Menu    7 ABR 543 

UNITED STATES BANKRUPTCY COURT FOR THE DISTRICT OF ALASKA

605 West 4th Avenue, Room 138, Anchorage, AK 99501-2296 - (Website: www.akb.uscourts.gov)

Clerk’s Office 907-271-2655 (1-800-859-8059 In-State) - Clerk’s Fax 907-271-2692

 

 

 

 

 

In re:


KELLY C. HEITSTUMAN and MARY C. HEITSTUMAN,

 

                      Debtors.  

                                                                   

Case No. A01-01223-DMD                      Chapter 13

 

SUPPLEMENTAL MEMORANDUM REGARDING OBJECTIONS TO

INTERNAL REVENUE SERVICE CLAIMS


                      This court’s memorandum of June 5, 2003 is incorporated by reference.
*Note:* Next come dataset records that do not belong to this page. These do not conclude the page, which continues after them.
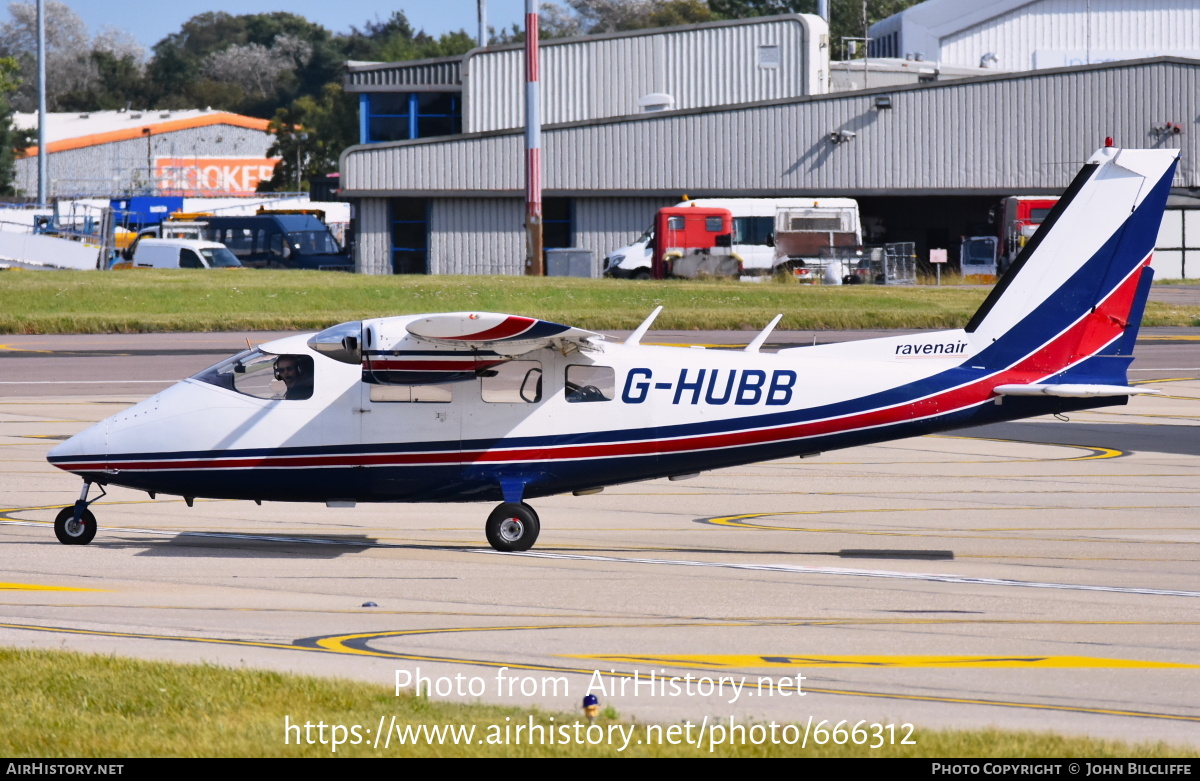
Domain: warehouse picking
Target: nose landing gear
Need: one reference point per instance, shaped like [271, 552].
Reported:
[513, 527]
[76, 524]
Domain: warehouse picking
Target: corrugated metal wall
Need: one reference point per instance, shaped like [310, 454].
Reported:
[372, 248]
[699, 66]
[483, 235]
[121, 167]
[403, 77]
[1143, 26]
[1000, 134]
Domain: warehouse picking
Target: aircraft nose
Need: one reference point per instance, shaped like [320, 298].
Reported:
[87, 451]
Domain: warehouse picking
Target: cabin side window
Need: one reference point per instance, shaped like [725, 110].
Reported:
[513, 383]
[591, 384]
[263, 376]
[413, 394]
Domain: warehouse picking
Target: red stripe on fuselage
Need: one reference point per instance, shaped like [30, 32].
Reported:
[513, 326]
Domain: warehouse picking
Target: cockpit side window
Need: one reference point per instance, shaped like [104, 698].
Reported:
[263, 376]
[513, 383]
[591, 383]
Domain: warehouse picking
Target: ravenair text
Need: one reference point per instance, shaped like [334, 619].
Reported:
[742, 386]
[943, 348]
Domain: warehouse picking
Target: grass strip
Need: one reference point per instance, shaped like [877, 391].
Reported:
[77, 706]
[149, 301]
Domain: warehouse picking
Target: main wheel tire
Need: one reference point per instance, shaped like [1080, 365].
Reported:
[513, 527]
[69, 532]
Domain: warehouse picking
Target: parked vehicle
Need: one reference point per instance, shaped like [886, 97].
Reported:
[269, 239]
[179, 253]
[977, 256]
[754, 234]
[1020, 218]
[697, 242]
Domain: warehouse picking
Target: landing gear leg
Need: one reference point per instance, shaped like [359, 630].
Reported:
[513, 526]
[76, 524]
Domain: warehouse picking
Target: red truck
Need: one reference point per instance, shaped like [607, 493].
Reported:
[697, 240]
[1020, 218]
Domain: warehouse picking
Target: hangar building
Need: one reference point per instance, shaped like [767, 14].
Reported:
[1020, 35]
[925, 161]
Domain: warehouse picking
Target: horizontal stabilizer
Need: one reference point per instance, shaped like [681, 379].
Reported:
[504, 334]
[1073, 391]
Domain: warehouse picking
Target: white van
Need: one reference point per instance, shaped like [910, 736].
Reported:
[754, 233]
[179, 253]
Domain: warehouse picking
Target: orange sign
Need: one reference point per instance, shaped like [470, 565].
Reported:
[199, 176]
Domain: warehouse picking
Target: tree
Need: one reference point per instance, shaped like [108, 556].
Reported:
[256, 68]
[249, 64]
[594, 17]
[310, 136]
[395, 41]
[12, 140]
[71, 65]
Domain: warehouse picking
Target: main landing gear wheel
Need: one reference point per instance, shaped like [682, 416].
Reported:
[513, 526]
[71, 532]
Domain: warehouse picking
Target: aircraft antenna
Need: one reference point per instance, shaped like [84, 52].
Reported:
[636, 336]
[753, 347]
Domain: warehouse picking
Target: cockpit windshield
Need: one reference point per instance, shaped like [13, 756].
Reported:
[263, 374]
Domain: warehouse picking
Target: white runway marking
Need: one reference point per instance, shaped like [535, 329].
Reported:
[841, 571]
[931, 577]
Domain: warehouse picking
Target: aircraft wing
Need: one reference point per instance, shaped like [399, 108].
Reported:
[1073, 391]
[503, 334]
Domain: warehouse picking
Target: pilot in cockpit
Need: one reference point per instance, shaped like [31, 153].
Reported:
[295, 371]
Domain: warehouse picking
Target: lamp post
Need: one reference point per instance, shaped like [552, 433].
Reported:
[299, 138]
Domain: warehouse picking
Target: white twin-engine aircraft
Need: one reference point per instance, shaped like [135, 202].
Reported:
[467, 407]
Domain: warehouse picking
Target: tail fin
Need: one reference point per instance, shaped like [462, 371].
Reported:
[1072, 302]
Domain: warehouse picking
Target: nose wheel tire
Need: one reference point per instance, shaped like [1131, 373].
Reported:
[513, 527]
[71, 532]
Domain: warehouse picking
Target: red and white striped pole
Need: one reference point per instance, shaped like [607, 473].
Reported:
[533, 146]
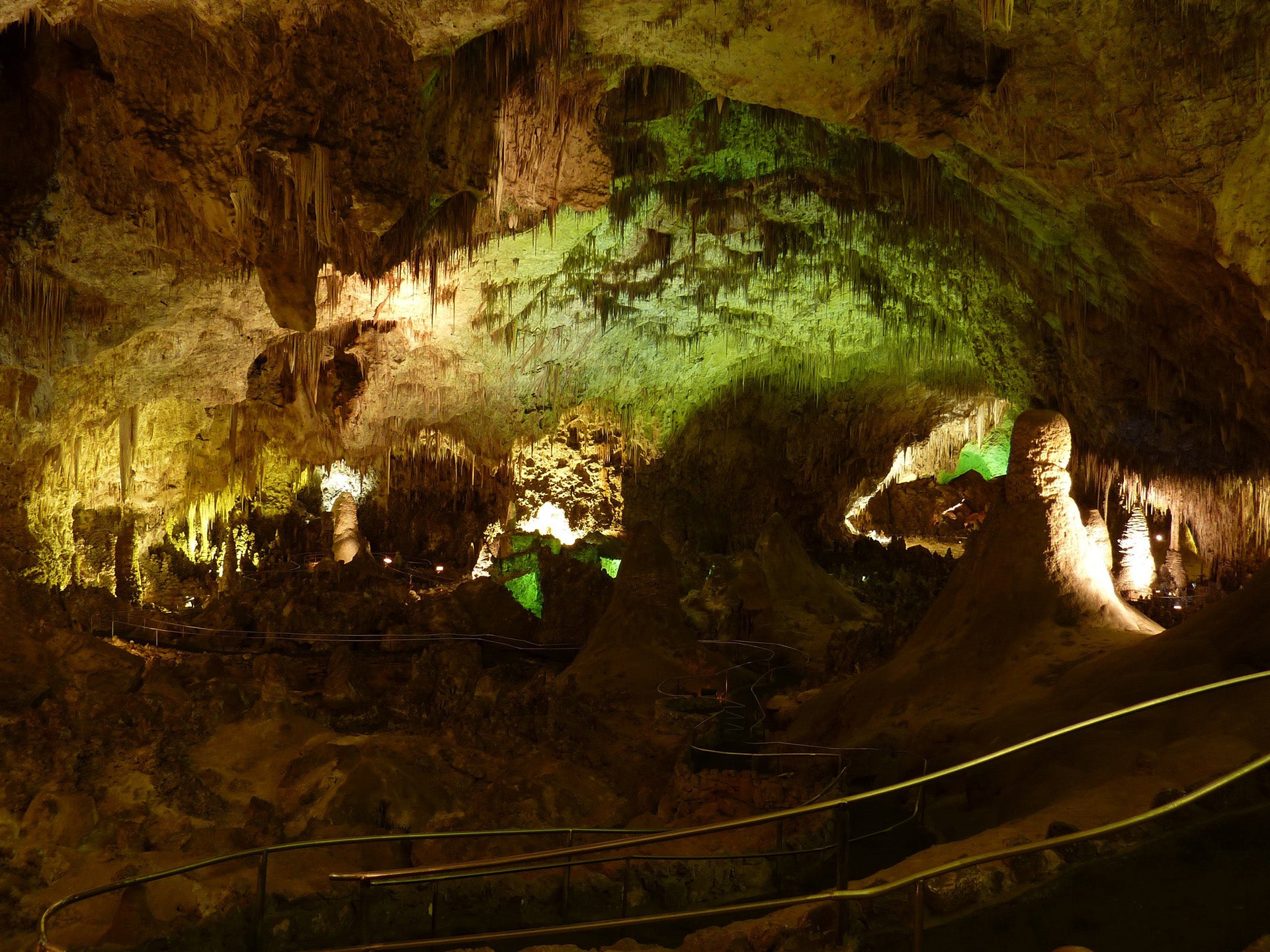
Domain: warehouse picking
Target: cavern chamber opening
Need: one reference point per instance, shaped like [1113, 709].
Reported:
[742, 476]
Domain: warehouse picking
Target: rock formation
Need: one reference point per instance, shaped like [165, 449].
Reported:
[1031, 598]
[644, 637]
[347, 539]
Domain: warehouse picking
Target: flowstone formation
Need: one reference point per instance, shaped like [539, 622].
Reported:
[1031, 598]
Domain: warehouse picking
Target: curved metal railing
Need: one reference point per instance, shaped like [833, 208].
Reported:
[120, 625]
[615, 850]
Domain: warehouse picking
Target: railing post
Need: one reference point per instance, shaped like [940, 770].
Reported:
[361, 912]
[262, 875]
[919, 913]
[626, 887]
[780, 848]
[564, 876]
[842, 879]
[436, 902]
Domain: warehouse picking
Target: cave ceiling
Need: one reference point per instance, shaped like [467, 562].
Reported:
[469, 219]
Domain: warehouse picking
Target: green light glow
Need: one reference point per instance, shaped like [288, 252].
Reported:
[990, 460]
[727, 267]
[527, 590]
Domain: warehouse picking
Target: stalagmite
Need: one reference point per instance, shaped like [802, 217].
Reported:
[1137, 565]
[1031, 597]
[1100, 537]
[347, 539]
[228, 582]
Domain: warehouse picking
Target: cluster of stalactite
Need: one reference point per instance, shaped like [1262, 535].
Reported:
[1227, 516]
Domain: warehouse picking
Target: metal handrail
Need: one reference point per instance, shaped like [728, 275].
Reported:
[840, 807]
[916, 880]
[790, 813]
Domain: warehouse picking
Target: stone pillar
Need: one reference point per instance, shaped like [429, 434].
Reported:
[347, 539]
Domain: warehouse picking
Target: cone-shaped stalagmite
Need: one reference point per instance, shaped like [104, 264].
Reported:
[1031, 598]
[644, 637]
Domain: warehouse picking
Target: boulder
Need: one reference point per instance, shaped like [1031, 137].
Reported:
[26, 674]
[59, 819]
[97, 666]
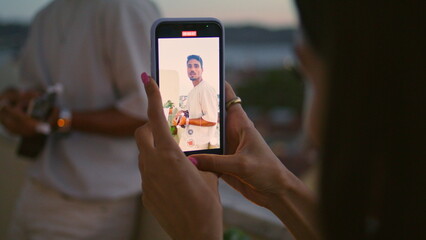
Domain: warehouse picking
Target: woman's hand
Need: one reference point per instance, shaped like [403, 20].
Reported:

At a status conference held June 10, 2003, the debtor agreed that the taxes asserted as a civil penalty in the late claim were of the same general type of withholding taxes asserted in the timely claim. Counsel for the debtor argued, however, that allowance of a late-filed penalty for corporate withholding taxes would be inequitable under the facts of this case. I conclude that the late-filed claim bears a reasonable relationship to the timely claim.

                      The second step of the Osborne analysis is whether the balancing of equities supports allowance of the new claim. I have considered the equitable factors of Miss Glamour as well as their application by the Osborne trial court. Here the debtors claim reliance upon the early claim because they chose not to proceed to confirmation immediately after the claims bar date lapsed on May 7, 2002. I don’t think that is reasonable reliance. The debtors acknowledged the IRS penalty claim as an undisputed personal liability in their schedules and plan of November 2001. They TOP     7 ABR 544  had been in chapter 13 from November of 2001 through February of 2003 without taking any action toward confirmation of a plan. The debtors were not diligent in the prosecution of their chapter 13 plan. Their tactics enabled the IRS to file another claim. I do not find reasonable reliance on the first claim under such circumstances.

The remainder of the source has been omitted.